Four Injuries

USFS Snow Rangers and the Mount Washington Volunteer Ski Patrol assisted with four injured visitors. Each patient was able to evacuate themselves without further assistance beyond Hermit Lake. The first patient was a participant in the Inferno pentathlon who fell during the ski leg and dislocated his shoulder. The dislocation was reduced and the shoulder immobilized. The second patient fell while climbing Left Gully, sustaining abrasions to both forearms as a result of his efforts attempting to self-arrest without an ice axe. The third patient fell while climbing above Lunch Rocks. He also dislocated his shoulder; this dislocation was reduced and immobilized for his walk to Pinkham.

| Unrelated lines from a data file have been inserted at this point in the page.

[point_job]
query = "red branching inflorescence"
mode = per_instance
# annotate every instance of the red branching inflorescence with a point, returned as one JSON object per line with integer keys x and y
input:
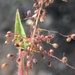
{"x": 36, "y": 39}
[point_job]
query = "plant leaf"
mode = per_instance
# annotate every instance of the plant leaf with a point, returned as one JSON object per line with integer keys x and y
{"x": 19, "y": 28}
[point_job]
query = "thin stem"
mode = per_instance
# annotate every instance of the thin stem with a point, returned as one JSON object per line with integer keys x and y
{"x": 36, "y": 23}
{"x": 26, "y": 71}
{"x": 20, "y": 64}
{"x": 61, "y": 61}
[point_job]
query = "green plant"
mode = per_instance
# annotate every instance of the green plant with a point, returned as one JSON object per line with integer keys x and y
{"x": 29, "y": 46}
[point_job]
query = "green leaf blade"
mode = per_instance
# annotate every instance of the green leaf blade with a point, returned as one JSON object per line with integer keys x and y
{"x": 19, "y": 29}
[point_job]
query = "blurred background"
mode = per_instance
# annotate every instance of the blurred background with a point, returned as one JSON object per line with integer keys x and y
{"x": 60, "y": 17}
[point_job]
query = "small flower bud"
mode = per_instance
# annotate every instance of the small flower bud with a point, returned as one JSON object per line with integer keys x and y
{"x": 34, "y": 16}
{"x": 4, "y": 65}
{"x": 28, "y": 57}
{"x": 20, "y": 44}
{"x": 50, "y": 52}
{"x": 72, "y": 36}
{"x": 65, "y": 0}
{"x": 16, "y": 45}
{"x": 34, "y": 61}
{"x": 28, "y": 13}
{"x": 18, "y": 60}
{"x": 55, "y": 45}
{"x": 29, "y": 64}
{"x": 40, "y": 48}
{"x": 10, "y": 55}
{"x": 51, "y": 1}
{"x": 64, "y": 59}
{"x": 43, "y": 57}
{"x": 35, "y": 5}
{"x": 7, "y": 41}
{"x": 41, "y": 19}
{"x": 49, "y": 63}
{"x": 47, "y": 4}
{"x": 68, "y": 39}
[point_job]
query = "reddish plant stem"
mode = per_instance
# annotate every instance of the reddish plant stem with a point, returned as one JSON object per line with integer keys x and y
{"x": 61, "y": 61}
{"x": 26, "y": 73}
{"x": 20, "y": 64}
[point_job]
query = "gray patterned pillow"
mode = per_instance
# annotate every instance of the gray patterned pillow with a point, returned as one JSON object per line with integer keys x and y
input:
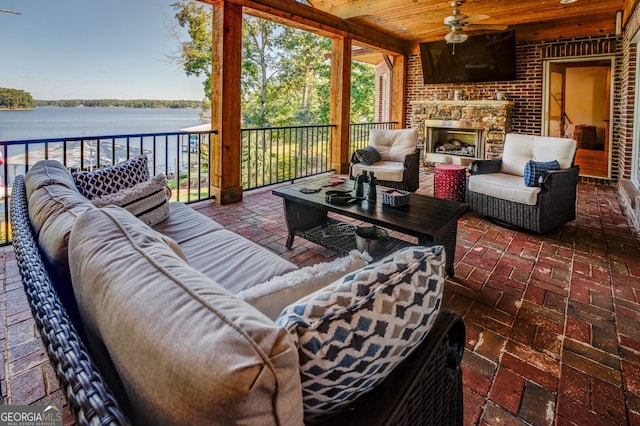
{"x": 368, "y": 155}
{"x": 112, "y": 179}
{"x": 148, "y": 201}
{"x": 352, "y": 333}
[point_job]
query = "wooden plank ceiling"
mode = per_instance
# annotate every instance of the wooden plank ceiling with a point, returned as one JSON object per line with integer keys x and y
{"x": 398, "y": 26}
{"x": 423, "y": 20}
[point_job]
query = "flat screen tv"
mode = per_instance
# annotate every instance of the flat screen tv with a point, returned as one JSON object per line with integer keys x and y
{"x": 487, "y": 57}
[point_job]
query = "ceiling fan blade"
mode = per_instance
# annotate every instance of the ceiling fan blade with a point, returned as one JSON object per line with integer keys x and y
{"x": 477, "y": 18}
{"x": 491, "y": 27}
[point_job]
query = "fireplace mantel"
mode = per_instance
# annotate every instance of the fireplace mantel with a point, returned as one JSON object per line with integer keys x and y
{"x": 491, "y": 116}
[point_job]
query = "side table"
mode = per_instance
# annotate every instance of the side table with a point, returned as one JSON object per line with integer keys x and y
{"x": 450, "y": 182}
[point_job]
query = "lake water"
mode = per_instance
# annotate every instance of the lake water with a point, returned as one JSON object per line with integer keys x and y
{"x": 55, "y": 122}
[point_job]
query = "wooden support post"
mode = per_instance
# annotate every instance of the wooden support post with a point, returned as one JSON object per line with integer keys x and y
{"x": 225, "y": 147}
{"x": 340, "y": 103}
{"x": 398, "y": 92}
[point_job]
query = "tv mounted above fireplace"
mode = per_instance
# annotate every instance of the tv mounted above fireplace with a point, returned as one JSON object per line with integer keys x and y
{"x": 487, "y": 57}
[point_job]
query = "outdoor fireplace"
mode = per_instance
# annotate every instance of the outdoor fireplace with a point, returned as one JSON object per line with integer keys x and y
{"x": 457, "y": 132}
{"x": 449, "y": 141}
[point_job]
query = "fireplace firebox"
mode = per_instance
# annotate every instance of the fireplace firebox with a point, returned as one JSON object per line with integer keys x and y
{"x": 453, "y": 142}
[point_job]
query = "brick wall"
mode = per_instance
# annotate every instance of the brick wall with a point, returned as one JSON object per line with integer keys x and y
{"x": 526, "y": 91}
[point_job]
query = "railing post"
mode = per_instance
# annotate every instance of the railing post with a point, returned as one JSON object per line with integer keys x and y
{"x": 340, "y": 103}
{"x": 225, "y": 146}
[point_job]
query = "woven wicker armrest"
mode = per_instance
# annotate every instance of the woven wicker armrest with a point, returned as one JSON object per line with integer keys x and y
{"x": 480, "y": 167}
{"x": 84, "y": 387}
{"x": 426, "y": 388}
{"x": 559, "y": 179}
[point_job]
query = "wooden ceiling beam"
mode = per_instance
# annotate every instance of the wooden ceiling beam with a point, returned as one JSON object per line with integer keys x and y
{"x": 367, "y": 7}
{"x": 306, "y": 17}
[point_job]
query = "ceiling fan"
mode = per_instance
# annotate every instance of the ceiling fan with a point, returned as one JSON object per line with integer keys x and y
{"x": 458, "y": 22}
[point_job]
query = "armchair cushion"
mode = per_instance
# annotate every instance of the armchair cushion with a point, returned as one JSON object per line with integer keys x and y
{"x": 519, "y": 149}
{"x": 505, "y": 187}
{"x": 534, "y": 169}
{"x": 394, "y": 145}
{"x": 367, "y": 155}
{"x": 352, "y": 333}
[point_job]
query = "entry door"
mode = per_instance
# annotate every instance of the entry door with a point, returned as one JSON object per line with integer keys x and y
{"x": 578, "y": 106}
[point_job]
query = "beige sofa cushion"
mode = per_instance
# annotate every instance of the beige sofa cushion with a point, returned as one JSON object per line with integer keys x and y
{"x": 519, "y": 149}
{"x": 394, "y": 145}
{"x": 504, "y": 186}
{"x": 271, "y": 297}
{"x": 186, "y": 350}
{"x": 233, "y": 261}
{"x": 47, "y": 172}
{"x": 54, "y": 204}
{"x": 384, "y": 170}
{"x": 184, "y": 223}
{"x": 516, "y": 152}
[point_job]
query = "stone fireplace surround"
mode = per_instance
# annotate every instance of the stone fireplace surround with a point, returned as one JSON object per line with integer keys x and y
{"x": 490, "y": 120}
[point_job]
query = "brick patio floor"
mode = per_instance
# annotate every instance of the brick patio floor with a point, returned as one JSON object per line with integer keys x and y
{"x": 551, "y": 321}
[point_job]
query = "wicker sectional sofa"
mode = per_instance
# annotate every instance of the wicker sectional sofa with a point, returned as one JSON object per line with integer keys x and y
{"x": 188, "y": 323}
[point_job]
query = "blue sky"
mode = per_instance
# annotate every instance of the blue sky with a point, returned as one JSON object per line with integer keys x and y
{"x": 89, "y": 49}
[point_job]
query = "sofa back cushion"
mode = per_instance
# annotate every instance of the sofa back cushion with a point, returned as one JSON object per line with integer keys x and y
{"x": 185, "y": 349}
{"x": 519, "y": 149}
{"x": 54, "y": 205}
{"x": 45, "y": 173}
{"x": 394, "y": 145}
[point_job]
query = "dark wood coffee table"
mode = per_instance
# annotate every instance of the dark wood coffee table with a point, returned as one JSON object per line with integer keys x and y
{"x": 432, "y": 221}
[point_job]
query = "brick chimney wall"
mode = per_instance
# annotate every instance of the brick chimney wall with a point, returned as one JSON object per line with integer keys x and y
{"x": 526, "y": 91}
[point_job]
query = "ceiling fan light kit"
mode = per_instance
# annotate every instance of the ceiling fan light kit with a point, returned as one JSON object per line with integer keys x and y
{"x": 456, "y": 36}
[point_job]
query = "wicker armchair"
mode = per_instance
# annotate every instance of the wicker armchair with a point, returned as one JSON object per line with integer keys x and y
{"x": 496, "y": 188}
{"x": 399, "y": 163}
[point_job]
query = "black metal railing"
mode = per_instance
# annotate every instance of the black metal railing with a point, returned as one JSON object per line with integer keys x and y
{"x": 182, "y": 157}
{"x": 279, "y": 154}
{"x": 269, "y": 155}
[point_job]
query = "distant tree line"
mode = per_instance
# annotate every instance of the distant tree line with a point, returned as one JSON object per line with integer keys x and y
{"x": 286, "y": 72}
{"x": 15, "y": 99}
{"x": 124, "y": 103}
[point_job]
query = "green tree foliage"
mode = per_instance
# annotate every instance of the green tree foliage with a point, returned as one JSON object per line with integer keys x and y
{"x": 15, "y": 99}
{"x": 124, "y": 103}
{"x": 194, "y": 55}
{"x": 285, "y": 71}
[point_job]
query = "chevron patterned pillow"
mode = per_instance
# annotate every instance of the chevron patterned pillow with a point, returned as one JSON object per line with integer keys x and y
{"x": 148, "y": 201}
{"x": 352, "y": 333}
{"x": 112, "y": 179}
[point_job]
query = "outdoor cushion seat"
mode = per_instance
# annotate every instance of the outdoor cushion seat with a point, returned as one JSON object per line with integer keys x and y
{"x": 127, "y": 311}
{"x": 499, "y": 189}
{"x": 399, "y": 164}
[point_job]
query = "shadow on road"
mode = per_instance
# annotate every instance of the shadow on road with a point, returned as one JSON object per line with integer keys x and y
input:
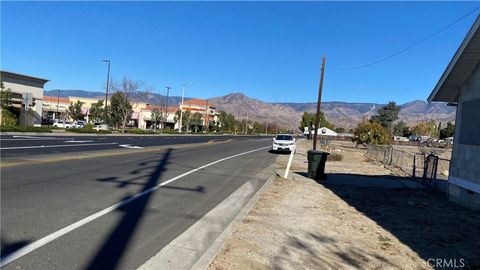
{"x": 114, "y": 246}
{"x": 7, "y": 248}
{"x": 427, "y": 222}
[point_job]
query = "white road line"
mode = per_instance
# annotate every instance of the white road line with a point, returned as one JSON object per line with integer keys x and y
{"x": 53, "y": 146}
{"x": 51, "y": 237}
{"x": 130, "y": 146}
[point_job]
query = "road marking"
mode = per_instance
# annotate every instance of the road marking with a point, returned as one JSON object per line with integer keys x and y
{"x": 51, "y": 237}
{"x": 53, "y": 146}
{"x": 129, "y": 146}
{"x": 25, "y": 137}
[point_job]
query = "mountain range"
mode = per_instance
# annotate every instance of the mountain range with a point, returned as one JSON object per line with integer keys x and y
{"x": 341, "y": 114}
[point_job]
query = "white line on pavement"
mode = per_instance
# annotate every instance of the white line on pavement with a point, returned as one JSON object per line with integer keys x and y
{"x": 51, "y": 237}
{"x": 53, "y": 146}
{"x": 130, "y": 146}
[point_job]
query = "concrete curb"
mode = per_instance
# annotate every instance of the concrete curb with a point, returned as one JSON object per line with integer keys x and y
{"x": 101, "y": 153}
{"x": 196, "y": 247}
{"x": 217, "y": 245}
{"x": 56, "y": 133}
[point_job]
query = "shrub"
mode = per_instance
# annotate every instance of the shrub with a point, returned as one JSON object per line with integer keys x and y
{"x": 24, "y": 129}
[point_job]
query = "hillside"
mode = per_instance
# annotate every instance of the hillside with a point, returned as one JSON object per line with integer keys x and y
{"x": 341, "y": 114}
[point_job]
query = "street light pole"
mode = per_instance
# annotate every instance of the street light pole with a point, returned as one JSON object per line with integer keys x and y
{"x": 180, "y": 123}
{"x": 58, "y": 103}
{"x": 106, "y": 93}
{"x": 166, "y": 109}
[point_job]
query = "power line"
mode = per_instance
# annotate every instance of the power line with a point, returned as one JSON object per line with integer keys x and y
{"x": 411, "y": 46}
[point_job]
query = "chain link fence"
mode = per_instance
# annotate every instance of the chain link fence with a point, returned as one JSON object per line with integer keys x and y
{"x": 421, "y": 163}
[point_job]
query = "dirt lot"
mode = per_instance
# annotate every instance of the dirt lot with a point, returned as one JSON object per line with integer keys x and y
{"x": 301, "y": 224}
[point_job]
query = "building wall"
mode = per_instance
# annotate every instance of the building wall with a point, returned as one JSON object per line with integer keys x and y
{"x": 464, "y": 179}
{"x": 25, "y": 86}
{"x": 21, "y": 86}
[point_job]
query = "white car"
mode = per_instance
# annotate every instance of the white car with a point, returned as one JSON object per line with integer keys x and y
{"x": 62, "y": 124}
{"x": 283, "y": 142}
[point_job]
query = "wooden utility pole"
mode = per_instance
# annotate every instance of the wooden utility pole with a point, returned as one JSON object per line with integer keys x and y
{"x": 166, "y": 109}
{"x": 317, "y": 118}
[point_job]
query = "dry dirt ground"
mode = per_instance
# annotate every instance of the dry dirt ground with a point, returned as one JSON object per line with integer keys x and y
{"x": 301, "y": 224}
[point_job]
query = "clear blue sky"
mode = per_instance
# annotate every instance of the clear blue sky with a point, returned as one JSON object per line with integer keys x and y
{"x": 267, "y": 50}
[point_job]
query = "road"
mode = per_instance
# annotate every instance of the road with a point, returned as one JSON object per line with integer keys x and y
{"x": 66, "y": 214}
{"x": 17, "y": 146}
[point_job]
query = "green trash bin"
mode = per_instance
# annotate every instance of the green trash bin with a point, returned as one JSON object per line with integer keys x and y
{"x": 316, "y": 164}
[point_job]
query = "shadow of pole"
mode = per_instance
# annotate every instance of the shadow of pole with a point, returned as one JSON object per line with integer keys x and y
{"x": 113, "y": 248}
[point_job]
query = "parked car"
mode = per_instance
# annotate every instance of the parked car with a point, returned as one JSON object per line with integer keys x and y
{"x": 283, "y": 142}
{"x": 62, "y": 124}
{"x": 98, "y": 127}
{"x": 78, "y": 124}
{"x": 47, "y": 121}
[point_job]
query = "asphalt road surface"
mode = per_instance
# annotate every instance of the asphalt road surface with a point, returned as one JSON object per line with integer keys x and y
{"x": 56, "y": 215}
{"x": 17, "y": 146}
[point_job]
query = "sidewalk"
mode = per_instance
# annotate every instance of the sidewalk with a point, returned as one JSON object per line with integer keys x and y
{"x": 362, "y": 217}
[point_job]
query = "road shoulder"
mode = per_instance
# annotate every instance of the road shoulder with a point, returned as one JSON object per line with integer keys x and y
{"x": 198, "y": 245}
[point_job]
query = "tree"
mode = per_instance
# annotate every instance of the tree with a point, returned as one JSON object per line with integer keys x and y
{"x": 157, "y": 117}
{"x": 186, "y": 116}
{"x": 308, "y": 120}
{"x": 74, "y": 111}
{"x": 387, "y": 115}
{"x": 371, "y": 133}
{"x": 448, "y": 131}
{"x": 197, "y": 120}
{"x": 340, "y": 130}
{"x": 398, "y": 128}
{"x": 97, "y": 111}
{"x": 126, "y": 93}
{"x": 9, "y": 114}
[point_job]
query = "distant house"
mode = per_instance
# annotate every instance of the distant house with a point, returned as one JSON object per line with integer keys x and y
{"x": 325, "y": 131}
{"x": 460, "y": 86}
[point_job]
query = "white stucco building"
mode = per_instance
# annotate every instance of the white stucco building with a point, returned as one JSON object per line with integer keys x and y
{"x": 23, "y": 86}
{"x": 460, "y": 86}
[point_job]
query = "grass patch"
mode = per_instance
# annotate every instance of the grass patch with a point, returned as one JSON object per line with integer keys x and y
{"x": 335, "y": 157}
{"x": 25, "y": 129}
{"x": 86, "y": 130}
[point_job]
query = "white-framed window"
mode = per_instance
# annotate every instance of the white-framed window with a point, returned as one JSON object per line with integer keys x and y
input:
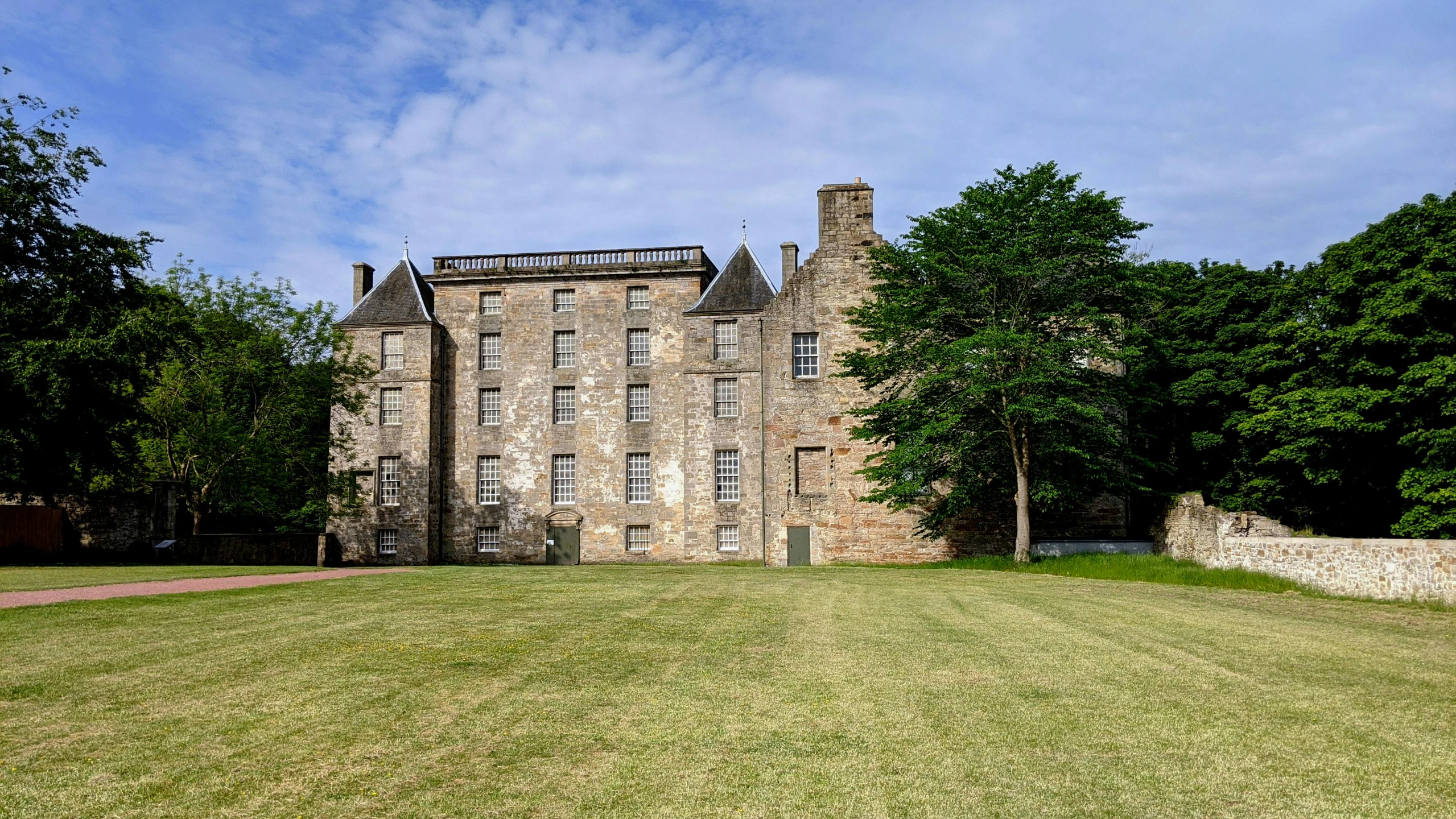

The fourth incident of the day is worthy of further analysis. This skier began to descend the Lip in the late afternoon when he realized the surface was much more firm and steep than he had anticipated. At some point before descending, he dropped his ski poles down the Lip, stepped out of his skis, and began to climb back upward to the ridge. He traversed over to the top of the Sluice, where conditions were not much better than in the Lip. Upon descending, he lost control and began a tumbling fall that ended just short of Lunch Rocks. He was able to walk himself down the Snow Ranger Quarters at Hermit Lake where he was examined by Snow Rangers and the MWVSP. It was determined he may have suffered a minor concussion but was otherwise all right. At the request of the caregivers, he returned later in the evening for a follow-up evaluation before spending the night at his shelter. This incident involves a few common hazards we see each spring. First, when the sun begins to set behind the ridge, the snow surface can quickly turn very icy and slick. Second is descending an unknown route without first climbing it to determine its nature. The Sluice is every bit as steep as the Lip, but also has cliffs and a runout into Lunch Rocks making falls especially precarious. Skiing at the top of your ability in unfamiliar terrain without poles and with a large pack can be very challenging; sometimes walking down can be a good option. Kudos to the patient’s friends for encouraging him to get checked out by trained personnel.